A Fraser Institute report released Tuesday has shed light on Alberta’s financial state, and how the government lost billions in less than a decade.

The report blames the provincial government’s ‘inability to hold government spending to the rate of inflation, plus population growth’ on its loss of billions of dollars since 2005.

“Alberta’s approach to spending in recent years can be compared to a worker who earns a Christmas bonus one year and assumes that money will be there every year,” Report author Mark Milke said in a press release.

In the report, Milke examined the provincial governments past budgets starting in 2005-2006, to last year’s budget.

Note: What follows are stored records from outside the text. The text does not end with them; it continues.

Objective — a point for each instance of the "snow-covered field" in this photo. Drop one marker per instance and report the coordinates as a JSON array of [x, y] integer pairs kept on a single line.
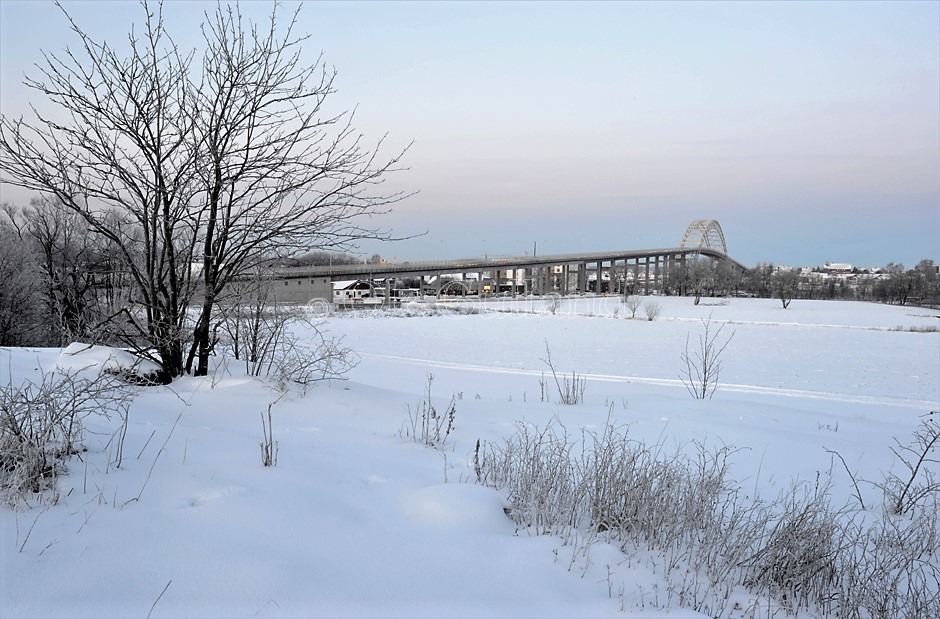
[[358, 520]]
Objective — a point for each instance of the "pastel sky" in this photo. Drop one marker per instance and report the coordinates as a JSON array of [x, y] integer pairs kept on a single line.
[[809, 130]]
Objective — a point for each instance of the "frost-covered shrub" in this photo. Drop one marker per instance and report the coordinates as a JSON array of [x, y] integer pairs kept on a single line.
[[41, 425]]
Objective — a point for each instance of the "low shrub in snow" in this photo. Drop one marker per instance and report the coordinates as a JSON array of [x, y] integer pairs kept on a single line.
[[427, 425], [710, 535], [41, 425]]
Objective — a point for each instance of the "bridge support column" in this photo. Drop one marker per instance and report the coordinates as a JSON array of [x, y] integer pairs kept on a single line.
[[665, 278]]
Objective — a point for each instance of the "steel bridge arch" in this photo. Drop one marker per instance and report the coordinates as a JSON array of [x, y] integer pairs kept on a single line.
[[704, 233]]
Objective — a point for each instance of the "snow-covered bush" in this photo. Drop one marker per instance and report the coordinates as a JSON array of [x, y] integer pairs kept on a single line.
[[709, 533], [41, 425], [652, 309]]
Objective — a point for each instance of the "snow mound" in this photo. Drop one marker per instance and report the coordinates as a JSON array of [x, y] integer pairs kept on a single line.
[[80, 357], [458, 506]]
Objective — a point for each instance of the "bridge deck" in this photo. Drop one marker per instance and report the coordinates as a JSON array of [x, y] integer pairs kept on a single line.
[[502, 262]]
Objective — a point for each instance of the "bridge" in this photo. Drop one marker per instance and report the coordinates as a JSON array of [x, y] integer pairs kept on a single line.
[[647, 268]]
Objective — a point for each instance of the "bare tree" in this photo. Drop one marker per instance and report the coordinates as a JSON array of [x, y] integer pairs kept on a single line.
[[652, 308], [633, 303], [277, 174], [703, 363], [20, 305], [122, 159], [227, 163], [66, 256], [784, 285]]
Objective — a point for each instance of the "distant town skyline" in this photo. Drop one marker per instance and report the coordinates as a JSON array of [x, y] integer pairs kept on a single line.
[[810, 131]]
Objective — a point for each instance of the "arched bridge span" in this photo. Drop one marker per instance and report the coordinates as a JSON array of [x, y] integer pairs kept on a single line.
[[703, 237]]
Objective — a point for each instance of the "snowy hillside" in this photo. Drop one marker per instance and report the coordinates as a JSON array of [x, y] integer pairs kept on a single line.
[[358, 520]]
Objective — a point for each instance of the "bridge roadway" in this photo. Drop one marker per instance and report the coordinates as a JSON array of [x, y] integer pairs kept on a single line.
[[472, 265], [545, 273]]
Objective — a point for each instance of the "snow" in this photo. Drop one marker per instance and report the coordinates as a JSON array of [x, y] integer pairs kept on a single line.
[[357, 520]]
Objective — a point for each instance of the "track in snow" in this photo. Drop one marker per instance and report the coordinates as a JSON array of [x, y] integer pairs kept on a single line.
[[670, 382]]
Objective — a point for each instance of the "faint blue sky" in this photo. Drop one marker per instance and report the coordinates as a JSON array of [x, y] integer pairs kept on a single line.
[[810, 130]]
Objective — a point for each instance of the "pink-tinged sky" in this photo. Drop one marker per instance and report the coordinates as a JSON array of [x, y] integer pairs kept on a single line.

Milke stated that although governments said they needed to control spending, and plan for fluctuating resource prices, they did not follow through.

A review of actual spending choices made by the government shows program spending has steadily increased well above the rate of inflation and population growth – which has led to growing deficits.

To demonstrate, the report calculated Alberta program spending was $10,526 per person last year – up nearly $1,000 from 2005-2006 program spending, which was at about $9,594 per person.

The report goes on to say if the province had controlled spending increases, connected to the rate of inflation and population growth since 2005, the province would have spent $22.1 billion less than it did.

This year alone, the report said program spending is $3.6 billion higher than it would have been if spending increases had matched actual growth since 2005.

If it had, Milke said the province would have had a surplus budget every year in the last eight years – including during the recession in 2008-2009. Milke stated a number of economists had warned the province about the hazards of crafting budgets based on boom-time numbers.

Milke said the government should consider the following options in order to balance its next budget: provide annual estimates of public sector compensation costs, compared to the private sector relative to provincial spending, try to bring public sector compensation closer to private sector compensation, freeze overall spending growth to make up for past increases and ensure future spending increases match the rate of inflation.